Edmund Clarence Stedman


George Arnold


Greenwood, November 13, 1865

We stood around the dreamless form
⁠Whose strength was so untimely shaken,
Whose sleep not all our love could warm,
⁠Nor any dearest voice awaken;

And while the Autumn breathed her sighs,
⁠And dropped a thousand leafy glories,
And all the pathways, and the skies,
⁠Were mindful of his songs and stories,

Nor failed to wear the mingled hues
⁠He loved, and knew so well to render,
But wooed—alas, in vain!—their Muse
⁠For one more tuneful lay and tender,

We paused awhile,—the gathered few
⁠Who came, in longing, not in duty,—
With eyes that full of weeping grew,
⁠To look their last upon his beauty.

Death would not rudely rob that face,
⁠Nor dim its fine Arcadian brightness,
But gave the lines a clearer grace,
⁠And sleep's repose, and marble's whiteness.

And, gazing there on him so young,
⁠We thought of all his ended mission,
The broken links, the songs unsung,
⁠The love that found no ripe fruition;

Till last the old, old question came
⁠To hearts that beat with life around him,
Why Death, with downward torch aflame,
⁠Had searched our number till he found him?

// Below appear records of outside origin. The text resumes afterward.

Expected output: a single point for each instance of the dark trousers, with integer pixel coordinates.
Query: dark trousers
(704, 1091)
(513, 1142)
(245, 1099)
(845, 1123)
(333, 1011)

Why passed the one who poorly knows
⁠That blithesome spell for either fortune,
Or mocked with lingering menace those
⁠Whose pains the final thrust importune;

Or left the toiling ones who bear
⁠The crowd's neglect, the want that presses,
The woes no human soul can share,
⁠Nor look, nor spoken word, confesses.

And from the earth no answer came,
⁠The forest wore a stillness deeper,
The sky and lake smiled on the same,
⁠And voiceless as the silent sleeper.

And so we turned ourselves away,
⁠By earth and air and water chidden,
And left him with them, where he lay,
⁠A sharer of their secret hidden.

And each the staff and shell again
⁠Took up, and marched with memories haunted;
But henceforth, in our pilgrim-strain,
⁠We'll miss a voice that sweetly chaunted!